Back in Port Heiden, Lind’s wife Miranda realized he was overdue. Around 5:30 she started calling people to help. James Christiansen is Lind’s brother-in-law and a pilot who owns the only private plane in the village.
“Went out over the ocean check the islands across the bay, and couldn't find him. So we started searching between the bay side and the mainland, and my daughter saw something in the water.”
It was just 15 minutes after they took off that Christiansen’s daughter spotted Lind about two miles offshore. They began circling low over him, and radioed to people in the village who were launching two skiffs.

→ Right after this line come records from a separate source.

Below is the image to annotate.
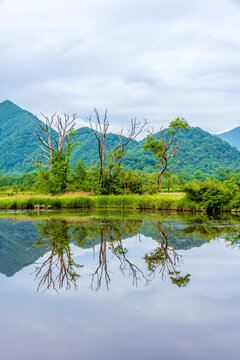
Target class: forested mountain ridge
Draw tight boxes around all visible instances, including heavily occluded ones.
[0,100,48,175]
[0,100,240,175]
[217,126,240,150]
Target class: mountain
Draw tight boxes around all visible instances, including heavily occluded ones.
[72,127,240,174]
[217,126,240,150]
[0,100,240,175]
[0,100,41,175]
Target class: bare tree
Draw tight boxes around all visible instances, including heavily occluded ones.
[143,118,189,192]
[89,108,109,187]
[24,113,76,167]
[89,108,148,187]
[108,118,148,178]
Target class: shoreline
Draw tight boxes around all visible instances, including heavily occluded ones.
[0,193,234,212]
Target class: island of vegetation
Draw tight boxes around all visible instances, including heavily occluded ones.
[0,101,240,213]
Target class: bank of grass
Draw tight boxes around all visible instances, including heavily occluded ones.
[0,193,200,211]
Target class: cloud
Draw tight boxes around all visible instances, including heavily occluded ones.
[0,0,240,132]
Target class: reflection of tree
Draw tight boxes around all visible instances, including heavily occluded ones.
[35,220,82,290]
[91,221,147,290]
[144,221,190,287]
[91,225,111,290]
[111,239,148,286]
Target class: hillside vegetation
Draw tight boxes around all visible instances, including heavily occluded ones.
[0,100,240,175]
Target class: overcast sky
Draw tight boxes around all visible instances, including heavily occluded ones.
[0,0,240,133]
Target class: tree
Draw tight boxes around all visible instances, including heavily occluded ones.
[89,108,147,191]
[143,117,189,192]
[24,113,76,167]
[26,113,80,194]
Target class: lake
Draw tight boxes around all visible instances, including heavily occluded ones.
[0,210,240,360]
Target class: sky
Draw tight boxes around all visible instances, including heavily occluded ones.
[0,0,240,133]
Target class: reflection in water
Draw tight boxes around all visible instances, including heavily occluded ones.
[91,222,148,290]
[144,221,190,287]
[32,219,190,291]
[32,220,82,290]
[0,213,240,291]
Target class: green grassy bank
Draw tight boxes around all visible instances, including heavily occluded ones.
[0,194,200,211]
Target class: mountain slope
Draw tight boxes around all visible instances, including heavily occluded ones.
[0,100,38,175]
[217,126,240,150]
[0,101,240,175]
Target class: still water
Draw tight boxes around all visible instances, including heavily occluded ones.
[0,210,240,360]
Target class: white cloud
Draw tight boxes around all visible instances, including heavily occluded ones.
[0,0,240,132]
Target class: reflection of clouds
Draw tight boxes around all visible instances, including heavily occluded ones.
[0,0,240,131]
[0,237,240,360]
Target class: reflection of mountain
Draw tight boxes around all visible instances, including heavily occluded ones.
[0,219,41,276]
[0,216,236,276]
[140,221,207,250]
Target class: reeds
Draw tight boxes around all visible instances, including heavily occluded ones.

Bruce Bishop, a co-worker of Lind’s, drove one of the boats.
“Ironically, the first skiff went out in front of me and got almost to him and ran out of gas. Somebody had taken the gas out of his skiff!”
Luckily Bishop’s skiff had a full tank, and he and two other men made it to Lind just after 7 p.m.
"Oh my god, he was just this horrible blue color," recalls Bishop. "And Andrew’s a big boy, probably 260 or better. It was everything three of us could do to drag him over the side of the boat."
The boat crew says Lind was coherent as they got him out of his wet clothes and into dry ones. Lind doesn’t remember anything from when he was pulled from the water until he came to at the clinic. His core temperature had dropped to 92 degrees by the time health aides started warming him up with heated blankets.
This is not your typical search and rescue story; the entire operation happened in less than two hours, with no outside help from State Troopers or the Coast Guard.
Of course, there was plenty of luck involved. If Lind hadn’t had cell phone service, if Jimmy Christiansen had been flying elsewhere that day... so many little things could have ruined this happy ending.
But one thing that didn’t seem like luck is the way people in Port Heiden knew how to spring into action.
Bruce Bishop, the skiff driver, says that’s not an accident. He and some of the other rescuers all work at the hazardous waste cleanup site, so they all have up-to-date first aid, CPR, and other training.
But, says Bishop, it’s more than just the training.
“We work together every day, so we have really good communication skills between us. That’s probably what made this all work.”
Andrew Lind says what kept him kicking was faith and his family.
“There was lots of praying to God, talking to my family, my kids and my wife. Who would take care of them if something did happen? I think that’s what pushed me to hold on.”
He doesn’t know what to make of the seal’s appearance. Later, the rescuers would report that seal lingered near the kayak until well after Lind was safely out of the water.